Credit: DUPONT PHOTO
EPA alleged that DuPont did not report data about human exposure to PFOA released from the company's plant outside of Parkersburg, W.Va., as required under the Toxic Substances Control Act.

ENVIRONMENT

DuPont will spend $16.5 million to settle allegations that it withheld information about perfluorooctanoic acid (PFOA) from EPA, the agency said.

Granta Y. Nakayama, EPA assistant administrator for enforcement, says the most serious allegation involved failure to report for more than 20 years that PFOA was found in the umbilical cord blood of a baby of a woman working at DuPont's plant outside of Parkersburg, W.Va. That facility uses PFOA to manufacture DuPont's Teflon brand of polytetrafluoroethylene.

The information demonstrating that PFOA moves across the placenta "should have been reported immediately to EPA," Nakayama says.
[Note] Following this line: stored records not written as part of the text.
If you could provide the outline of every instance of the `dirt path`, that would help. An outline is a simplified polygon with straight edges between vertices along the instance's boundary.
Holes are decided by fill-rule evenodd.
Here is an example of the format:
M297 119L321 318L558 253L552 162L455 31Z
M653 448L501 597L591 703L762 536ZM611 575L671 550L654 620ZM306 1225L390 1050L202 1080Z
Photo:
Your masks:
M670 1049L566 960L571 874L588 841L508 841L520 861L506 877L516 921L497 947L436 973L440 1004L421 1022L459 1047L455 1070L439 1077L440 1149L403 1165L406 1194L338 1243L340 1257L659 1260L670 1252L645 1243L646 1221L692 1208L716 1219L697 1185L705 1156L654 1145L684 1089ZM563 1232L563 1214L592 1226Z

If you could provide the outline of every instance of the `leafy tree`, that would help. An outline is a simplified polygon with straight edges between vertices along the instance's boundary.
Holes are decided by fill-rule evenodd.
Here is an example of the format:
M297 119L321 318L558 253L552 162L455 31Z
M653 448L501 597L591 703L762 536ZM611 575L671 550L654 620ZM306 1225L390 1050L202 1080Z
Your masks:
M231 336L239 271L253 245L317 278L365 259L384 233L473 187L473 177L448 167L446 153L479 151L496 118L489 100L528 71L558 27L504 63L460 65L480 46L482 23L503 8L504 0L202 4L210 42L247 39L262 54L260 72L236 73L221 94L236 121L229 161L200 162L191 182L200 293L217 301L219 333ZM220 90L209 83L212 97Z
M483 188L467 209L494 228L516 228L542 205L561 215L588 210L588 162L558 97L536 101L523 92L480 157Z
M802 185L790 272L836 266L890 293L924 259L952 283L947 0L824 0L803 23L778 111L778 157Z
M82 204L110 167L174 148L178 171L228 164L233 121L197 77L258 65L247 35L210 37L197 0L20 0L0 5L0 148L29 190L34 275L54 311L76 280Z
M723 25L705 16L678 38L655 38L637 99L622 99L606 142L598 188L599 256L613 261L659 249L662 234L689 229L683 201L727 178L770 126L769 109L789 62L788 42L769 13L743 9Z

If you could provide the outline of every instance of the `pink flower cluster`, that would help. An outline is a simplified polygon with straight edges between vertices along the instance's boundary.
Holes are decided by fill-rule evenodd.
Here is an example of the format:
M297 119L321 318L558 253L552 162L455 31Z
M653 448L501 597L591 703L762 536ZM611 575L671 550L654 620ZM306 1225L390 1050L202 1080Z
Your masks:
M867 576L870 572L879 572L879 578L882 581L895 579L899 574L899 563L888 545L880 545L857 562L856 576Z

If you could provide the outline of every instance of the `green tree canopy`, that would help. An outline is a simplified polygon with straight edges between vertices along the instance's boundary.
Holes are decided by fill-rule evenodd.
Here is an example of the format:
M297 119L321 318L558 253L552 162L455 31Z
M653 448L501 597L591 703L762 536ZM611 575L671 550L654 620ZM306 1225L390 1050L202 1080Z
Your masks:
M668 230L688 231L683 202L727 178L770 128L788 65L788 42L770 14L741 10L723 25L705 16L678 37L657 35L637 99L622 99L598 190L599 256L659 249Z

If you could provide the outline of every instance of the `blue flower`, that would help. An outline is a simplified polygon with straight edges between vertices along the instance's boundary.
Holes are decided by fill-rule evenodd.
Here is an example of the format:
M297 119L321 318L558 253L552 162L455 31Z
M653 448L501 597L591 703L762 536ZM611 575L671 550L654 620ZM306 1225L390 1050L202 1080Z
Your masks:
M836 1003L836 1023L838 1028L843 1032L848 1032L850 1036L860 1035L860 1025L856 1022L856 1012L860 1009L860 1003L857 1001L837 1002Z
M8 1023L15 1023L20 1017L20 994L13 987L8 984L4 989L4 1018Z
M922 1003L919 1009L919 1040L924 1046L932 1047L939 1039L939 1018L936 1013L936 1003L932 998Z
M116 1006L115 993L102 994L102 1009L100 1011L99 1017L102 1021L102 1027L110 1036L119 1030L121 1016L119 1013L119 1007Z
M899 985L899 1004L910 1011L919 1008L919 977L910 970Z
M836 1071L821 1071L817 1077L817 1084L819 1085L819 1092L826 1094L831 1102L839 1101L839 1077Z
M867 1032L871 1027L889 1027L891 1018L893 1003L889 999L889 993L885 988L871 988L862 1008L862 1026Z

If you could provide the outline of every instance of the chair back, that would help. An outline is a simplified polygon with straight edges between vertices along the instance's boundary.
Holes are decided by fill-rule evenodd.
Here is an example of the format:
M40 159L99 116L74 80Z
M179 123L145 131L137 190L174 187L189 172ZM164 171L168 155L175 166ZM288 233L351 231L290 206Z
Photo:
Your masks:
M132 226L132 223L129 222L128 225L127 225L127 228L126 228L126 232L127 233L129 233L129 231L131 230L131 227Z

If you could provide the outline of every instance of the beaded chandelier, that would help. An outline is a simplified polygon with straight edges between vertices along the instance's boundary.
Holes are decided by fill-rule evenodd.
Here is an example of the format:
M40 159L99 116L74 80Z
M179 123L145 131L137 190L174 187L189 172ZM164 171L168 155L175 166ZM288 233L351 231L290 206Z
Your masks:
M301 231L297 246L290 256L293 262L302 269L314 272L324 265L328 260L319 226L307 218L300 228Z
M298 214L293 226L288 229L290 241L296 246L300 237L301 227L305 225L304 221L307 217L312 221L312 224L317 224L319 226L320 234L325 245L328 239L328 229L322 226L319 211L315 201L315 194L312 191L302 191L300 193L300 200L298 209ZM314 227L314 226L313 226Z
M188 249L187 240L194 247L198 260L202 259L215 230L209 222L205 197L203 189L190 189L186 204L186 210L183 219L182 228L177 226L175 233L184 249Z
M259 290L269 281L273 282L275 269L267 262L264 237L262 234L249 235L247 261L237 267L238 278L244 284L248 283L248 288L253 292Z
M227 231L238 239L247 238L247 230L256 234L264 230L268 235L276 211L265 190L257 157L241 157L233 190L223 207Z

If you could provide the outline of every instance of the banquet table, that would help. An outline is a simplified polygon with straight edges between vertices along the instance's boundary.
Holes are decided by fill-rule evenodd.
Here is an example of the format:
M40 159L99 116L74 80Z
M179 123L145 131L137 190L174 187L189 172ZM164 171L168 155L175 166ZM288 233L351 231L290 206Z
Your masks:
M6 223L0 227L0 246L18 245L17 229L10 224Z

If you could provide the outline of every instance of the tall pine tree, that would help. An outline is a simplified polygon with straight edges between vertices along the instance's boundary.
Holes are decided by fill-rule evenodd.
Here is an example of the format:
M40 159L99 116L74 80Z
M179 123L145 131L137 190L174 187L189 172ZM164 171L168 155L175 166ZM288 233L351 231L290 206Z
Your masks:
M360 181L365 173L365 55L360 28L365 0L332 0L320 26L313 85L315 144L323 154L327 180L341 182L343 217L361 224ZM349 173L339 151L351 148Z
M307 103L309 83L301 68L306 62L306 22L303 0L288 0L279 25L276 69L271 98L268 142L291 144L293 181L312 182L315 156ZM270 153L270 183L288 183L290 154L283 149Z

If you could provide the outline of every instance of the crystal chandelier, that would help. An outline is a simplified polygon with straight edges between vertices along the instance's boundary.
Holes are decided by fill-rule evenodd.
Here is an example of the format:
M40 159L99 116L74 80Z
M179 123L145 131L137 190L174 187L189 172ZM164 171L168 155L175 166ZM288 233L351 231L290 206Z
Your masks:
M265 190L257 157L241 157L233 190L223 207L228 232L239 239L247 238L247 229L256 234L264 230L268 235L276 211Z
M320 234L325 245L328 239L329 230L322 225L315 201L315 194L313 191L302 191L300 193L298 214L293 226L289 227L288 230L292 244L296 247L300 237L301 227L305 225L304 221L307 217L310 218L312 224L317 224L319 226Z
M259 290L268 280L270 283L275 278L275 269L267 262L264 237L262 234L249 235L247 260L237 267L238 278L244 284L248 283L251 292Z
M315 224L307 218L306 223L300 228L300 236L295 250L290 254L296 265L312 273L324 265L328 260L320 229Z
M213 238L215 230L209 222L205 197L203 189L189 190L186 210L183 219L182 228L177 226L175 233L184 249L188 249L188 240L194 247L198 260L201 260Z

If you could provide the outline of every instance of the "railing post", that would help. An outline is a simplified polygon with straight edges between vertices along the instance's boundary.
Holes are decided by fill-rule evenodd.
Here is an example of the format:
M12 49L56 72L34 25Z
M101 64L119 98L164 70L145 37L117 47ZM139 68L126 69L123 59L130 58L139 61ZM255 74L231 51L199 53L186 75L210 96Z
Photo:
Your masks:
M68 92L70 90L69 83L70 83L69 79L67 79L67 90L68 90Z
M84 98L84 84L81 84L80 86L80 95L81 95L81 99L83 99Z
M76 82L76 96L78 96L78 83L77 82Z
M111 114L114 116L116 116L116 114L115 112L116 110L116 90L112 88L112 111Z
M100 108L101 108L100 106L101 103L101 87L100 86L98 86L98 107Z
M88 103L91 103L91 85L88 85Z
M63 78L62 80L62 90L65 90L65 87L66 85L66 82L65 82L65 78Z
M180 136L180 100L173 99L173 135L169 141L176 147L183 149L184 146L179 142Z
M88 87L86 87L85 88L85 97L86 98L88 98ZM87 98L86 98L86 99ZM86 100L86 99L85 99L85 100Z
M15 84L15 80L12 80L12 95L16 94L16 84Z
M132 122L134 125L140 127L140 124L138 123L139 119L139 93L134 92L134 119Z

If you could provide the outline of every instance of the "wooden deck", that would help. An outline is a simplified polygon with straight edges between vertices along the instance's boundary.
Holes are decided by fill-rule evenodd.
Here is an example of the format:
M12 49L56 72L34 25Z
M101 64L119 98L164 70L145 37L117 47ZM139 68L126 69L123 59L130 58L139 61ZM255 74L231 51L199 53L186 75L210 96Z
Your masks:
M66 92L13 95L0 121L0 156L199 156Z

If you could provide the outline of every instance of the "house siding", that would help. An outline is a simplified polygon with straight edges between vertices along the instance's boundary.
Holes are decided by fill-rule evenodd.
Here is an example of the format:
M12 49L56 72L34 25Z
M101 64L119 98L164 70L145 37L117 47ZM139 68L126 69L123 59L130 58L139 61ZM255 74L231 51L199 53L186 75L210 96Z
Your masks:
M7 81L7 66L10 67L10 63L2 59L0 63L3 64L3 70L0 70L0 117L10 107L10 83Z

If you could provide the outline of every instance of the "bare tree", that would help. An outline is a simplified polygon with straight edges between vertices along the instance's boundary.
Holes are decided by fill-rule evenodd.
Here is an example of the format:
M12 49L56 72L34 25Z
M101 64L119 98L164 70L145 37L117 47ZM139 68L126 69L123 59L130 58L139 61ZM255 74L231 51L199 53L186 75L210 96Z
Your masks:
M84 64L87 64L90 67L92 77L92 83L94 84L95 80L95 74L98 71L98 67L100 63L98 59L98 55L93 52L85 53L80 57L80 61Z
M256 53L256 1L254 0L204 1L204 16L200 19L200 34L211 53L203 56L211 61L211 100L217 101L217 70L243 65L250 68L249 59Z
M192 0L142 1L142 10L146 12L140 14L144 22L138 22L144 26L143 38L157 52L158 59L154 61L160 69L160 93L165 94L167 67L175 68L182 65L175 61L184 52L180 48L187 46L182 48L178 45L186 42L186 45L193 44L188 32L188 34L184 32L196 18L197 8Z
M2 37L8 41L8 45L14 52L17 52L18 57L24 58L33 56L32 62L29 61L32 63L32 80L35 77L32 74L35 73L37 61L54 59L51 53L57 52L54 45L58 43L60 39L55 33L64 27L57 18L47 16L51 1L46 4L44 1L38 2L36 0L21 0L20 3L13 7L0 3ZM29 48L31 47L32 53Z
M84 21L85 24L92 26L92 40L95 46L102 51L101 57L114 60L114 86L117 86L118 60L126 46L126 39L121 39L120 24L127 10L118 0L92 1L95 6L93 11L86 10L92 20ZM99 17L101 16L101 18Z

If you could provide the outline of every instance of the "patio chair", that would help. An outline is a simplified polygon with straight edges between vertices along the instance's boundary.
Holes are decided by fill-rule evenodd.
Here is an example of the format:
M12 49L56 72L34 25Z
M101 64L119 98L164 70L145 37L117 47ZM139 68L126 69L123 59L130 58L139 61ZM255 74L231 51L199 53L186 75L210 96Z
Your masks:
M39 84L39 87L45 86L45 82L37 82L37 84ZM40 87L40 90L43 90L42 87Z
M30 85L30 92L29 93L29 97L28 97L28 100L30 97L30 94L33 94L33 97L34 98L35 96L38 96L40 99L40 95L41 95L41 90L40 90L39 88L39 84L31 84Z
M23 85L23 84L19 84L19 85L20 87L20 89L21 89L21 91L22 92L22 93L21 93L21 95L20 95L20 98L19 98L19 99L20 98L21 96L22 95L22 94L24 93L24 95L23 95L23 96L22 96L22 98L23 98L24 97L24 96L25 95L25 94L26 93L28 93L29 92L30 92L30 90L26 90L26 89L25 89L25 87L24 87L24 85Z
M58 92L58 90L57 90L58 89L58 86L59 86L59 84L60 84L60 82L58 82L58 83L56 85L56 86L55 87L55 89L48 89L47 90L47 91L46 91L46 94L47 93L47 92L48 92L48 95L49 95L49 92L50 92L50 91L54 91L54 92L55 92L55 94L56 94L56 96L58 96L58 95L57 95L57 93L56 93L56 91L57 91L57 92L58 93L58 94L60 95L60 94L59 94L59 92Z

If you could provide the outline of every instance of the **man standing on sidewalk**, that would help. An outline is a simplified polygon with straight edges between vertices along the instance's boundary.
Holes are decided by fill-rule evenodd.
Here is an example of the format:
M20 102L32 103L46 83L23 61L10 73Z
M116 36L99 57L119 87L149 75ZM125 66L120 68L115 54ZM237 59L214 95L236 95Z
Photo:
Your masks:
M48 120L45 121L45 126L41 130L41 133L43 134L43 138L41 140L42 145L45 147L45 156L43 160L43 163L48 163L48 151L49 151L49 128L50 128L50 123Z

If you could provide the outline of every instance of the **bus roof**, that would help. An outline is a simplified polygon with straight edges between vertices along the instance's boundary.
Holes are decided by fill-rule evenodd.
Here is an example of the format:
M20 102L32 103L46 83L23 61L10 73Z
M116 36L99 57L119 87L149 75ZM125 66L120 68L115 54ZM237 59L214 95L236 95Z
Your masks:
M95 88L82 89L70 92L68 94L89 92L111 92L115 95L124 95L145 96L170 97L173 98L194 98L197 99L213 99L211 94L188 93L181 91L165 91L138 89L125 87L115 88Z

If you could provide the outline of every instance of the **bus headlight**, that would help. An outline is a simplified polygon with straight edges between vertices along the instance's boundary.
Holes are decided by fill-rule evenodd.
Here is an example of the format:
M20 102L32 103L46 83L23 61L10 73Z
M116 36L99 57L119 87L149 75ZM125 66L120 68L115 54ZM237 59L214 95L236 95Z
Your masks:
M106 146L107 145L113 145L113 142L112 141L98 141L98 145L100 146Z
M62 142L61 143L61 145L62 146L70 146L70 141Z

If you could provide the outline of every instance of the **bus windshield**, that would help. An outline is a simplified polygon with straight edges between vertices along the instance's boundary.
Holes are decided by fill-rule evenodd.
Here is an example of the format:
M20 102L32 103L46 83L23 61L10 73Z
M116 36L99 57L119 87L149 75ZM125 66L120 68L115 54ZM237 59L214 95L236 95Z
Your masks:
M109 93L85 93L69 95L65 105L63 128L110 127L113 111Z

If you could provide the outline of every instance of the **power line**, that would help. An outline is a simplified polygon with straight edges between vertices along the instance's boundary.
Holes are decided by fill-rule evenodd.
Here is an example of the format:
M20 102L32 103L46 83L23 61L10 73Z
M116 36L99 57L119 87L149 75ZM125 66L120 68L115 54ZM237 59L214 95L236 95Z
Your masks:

DuPont also allegedly failed to report the results of blood tests, done at the company's request, of plaintiffs in a class-action lawsuit who live near the West Virginia plant. Those people drank water drawn from wells near the plant and had blood levels of PFOA that were significantly higher than that of the U.S. population.

Other data DuPont allegedly did not turn over to EPA as promptly as required by law include three studies showing that an unidentified perfluorochemical was "significantly lethal" when inhaled by laboratory rats.

DuPont denied the allegations. Stacey J. Mobley, DuPont senior vice president and general counsel, says the company's interpretation of reporting requirements differed from EPA's. "The settlement allows us to put this matter behind us," Mobley says. DuPont had earlier set aside $15 million to cover the suit.

The company will pay a $10.25 million fine and spend $6.25 million for two additional projects. One is $5 million in research evaluating the potential for nine DuPont fluorotelomers to break down into PFOA. The remaining $1.25 million will fund microscale chemistry and green chemistry programs in schools near the West Virginia plant.